Já Meloni escreveu nas redes sociais que um "propagandista diligente de um regime não pode transmitir lições de coerência ou liberdade". "Mas essas caricaturas certamente não mudarão nosso rumo. Nós, ao contrário de outros, não temos amarras, não temos mestres e não aceitamos ordens. Nossa bússola permanece a mesma: os interesses da Itália. E continuaremos a segui-la com orgulho", salientou.

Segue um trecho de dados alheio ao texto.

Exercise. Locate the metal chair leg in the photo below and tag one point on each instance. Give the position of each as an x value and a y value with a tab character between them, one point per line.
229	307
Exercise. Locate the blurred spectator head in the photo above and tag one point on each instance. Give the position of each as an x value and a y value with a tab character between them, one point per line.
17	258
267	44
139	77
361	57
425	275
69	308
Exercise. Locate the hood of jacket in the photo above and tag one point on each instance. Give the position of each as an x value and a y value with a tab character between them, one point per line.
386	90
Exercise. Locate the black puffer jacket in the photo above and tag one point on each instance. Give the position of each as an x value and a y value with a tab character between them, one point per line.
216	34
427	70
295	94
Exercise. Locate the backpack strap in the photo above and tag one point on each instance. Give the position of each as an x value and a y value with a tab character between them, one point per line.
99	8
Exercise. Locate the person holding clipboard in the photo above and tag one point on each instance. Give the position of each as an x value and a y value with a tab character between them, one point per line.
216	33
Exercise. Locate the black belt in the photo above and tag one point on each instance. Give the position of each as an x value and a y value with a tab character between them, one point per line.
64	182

O episódio ocorre em meio às recorrentes tensões diplomáticas entre os dois países por conta da invasão russa à Ucrânia, em fevereiro de 2022. A Itália, membro da Organização do Tratado do Atlântico Norte (Otan) e da União Europeia, tem sido uma das nações ocidentais mais firmes no apoio a Kiev e na defesa das sanções contra Moscou.
Aliado fiel do presidente Vladimir Putin, Solovyov é alvo de sanções da UE, dos EUA, do Canadá e do Reino Unido por seu papel na propaganda de guerra do Kremlin. Em 2022, as autoridades italianas apreenderam duas mansões atribuídas ao apresentador e localizadas à margem do Lago de Como, avaliadas em 8 milhões de euros (R$ 46,8 milhões).